"Have you collected what money is owing to the paper lately? Have you many outstanding debts?"

"We have got some."

"Well, don't collect any money that is owing, but make out a long statement of the paper's liabilities; don't say a word about the outstanding debts, and tell your friend that he is responsible as part owner of the paper for this money. When you have sufficiently frightened him, suggest that he should sign over his share to you, you being a man of straw whom it would be useless to proceed against. Or you might get your printer to press you for money—"

"That won't be difficult."

"Offer him a bill, and then mix the two accounts up together."

At this moment Mike was speaking to Lizzie of love. She told him there was no real happiness except in married life, assured him that though they might be beggars to-day, she would not give up her husband for all the wealth of the three kingdoms.

Very anxious to ascertain the truth about married life, Mike pressed Lizzie upon several points; the old ache awoke about his heart, and again he resolved to regenerate his life, and love Lily and none but her.

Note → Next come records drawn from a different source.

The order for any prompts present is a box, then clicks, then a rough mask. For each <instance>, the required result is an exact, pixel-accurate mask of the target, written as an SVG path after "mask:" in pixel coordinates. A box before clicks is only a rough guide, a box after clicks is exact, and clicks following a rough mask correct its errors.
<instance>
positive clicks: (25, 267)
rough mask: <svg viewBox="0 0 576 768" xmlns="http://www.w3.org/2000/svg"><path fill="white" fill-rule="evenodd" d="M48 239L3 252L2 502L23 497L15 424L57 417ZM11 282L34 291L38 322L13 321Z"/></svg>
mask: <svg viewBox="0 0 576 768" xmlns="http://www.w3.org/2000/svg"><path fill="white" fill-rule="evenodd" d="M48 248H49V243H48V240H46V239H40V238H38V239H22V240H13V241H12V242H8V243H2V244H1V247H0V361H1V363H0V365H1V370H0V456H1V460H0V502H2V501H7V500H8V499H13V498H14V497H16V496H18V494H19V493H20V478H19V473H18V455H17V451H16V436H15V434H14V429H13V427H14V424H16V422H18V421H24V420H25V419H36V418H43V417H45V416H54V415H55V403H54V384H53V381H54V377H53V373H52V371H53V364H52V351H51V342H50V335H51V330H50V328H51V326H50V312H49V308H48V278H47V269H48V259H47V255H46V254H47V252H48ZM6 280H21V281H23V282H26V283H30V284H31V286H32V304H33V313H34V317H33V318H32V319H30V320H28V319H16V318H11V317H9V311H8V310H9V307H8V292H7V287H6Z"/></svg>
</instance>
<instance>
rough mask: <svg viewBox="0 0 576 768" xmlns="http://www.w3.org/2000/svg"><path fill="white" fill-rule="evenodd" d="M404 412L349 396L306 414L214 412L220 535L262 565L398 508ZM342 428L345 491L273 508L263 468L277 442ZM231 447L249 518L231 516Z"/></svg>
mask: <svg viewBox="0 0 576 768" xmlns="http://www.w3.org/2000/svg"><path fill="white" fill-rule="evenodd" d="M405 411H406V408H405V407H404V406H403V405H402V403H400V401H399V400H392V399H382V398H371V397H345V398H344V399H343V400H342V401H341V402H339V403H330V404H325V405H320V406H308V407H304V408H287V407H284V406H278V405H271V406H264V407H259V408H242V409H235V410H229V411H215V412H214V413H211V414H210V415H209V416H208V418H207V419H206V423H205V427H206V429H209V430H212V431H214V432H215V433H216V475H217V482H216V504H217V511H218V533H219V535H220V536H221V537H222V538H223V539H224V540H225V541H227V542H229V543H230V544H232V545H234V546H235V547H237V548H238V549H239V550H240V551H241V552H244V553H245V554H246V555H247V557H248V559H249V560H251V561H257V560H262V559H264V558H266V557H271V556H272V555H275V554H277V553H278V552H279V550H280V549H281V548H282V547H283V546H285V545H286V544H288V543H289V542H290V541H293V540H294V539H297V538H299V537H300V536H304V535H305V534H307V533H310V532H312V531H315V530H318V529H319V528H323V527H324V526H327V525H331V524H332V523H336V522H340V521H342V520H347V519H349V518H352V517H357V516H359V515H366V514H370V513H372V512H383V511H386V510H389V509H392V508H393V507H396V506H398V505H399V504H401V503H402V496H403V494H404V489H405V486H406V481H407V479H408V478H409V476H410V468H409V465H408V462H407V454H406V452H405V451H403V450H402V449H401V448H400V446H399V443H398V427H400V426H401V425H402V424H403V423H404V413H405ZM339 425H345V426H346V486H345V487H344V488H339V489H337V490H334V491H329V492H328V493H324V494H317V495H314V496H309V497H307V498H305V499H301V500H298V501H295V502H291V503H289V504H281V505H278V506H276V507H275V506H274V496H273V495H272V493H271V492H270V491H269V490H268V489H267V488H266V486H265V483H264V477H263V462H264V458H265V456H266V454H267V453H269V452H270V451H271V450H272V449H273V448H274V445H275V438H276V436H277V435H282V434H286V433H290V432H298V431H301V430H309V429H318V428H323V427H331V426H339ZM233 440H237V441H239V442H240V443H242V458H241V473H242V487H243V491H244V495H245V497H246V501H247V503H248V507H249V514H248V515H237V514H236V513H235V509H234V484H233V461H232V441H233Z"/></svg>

He looked round the room, considering how he could get away. Frank was talking business. He would not disturb him. No doubt Thigh was concocting some swindle, but he (Mike) knew nothing of business; he had a knack of turning the king at écarté, but was nowhere once bills and the cooking of accounts were introduced. Should he post the letter? That was the question, and it played in his ears like an electric bell. Here was the letter; he could feel it through his coat, lying over his heart, and there it had lain since he had written it.

Frank and Thigh continued talking; Lizzie went to the baby, and Mike walked into the night, looking at the stars. He walked along the white high-road—to him a road of dreams—towards the white town—to him a town of chimeras—and leaning over the moon-lit river, shaking himself free from the hallucination within and without him, he said—

"On one hand I shall belong to one woman. Her house shall be my house, her friends shall be my friends; the others, the beautiful, fascinating others, will cease to dream of me, I shall no longer be their ideal. On the other hand I shall gain the nicest woman, and surely it must be right to take, though it be for life, the nicest woman in the world. She will supply what is wanting in my character; together we shall attain a goal; alone I shall attain none. In twenty years I shall be a foolish old bachelor whom no one cares for. I have stated both cases—on which side does the balance turn?"

The balance still stood at equipoise. A formless moon soared through a white cloud wrack, and broken gold lay in the rising tide. The sonorous steps of the policeman on the bridge startled him, and obeying the impulse of the moment, he gave the officer the letter, asking him to post it. He waited for some minutes, as if stupefied, pursuing the consequences of his act even into distant years. No, he would not send the letter just yet. But the officer had disappeared in some by-streets, and followed by the spirits of future loves, Mike ran till he reached the post-office, where he waited in nervous apprehension. Presently steps were heard in the stillness, and getting between him and the terrible slot, Mike determined to fight for his letter if it were refused him.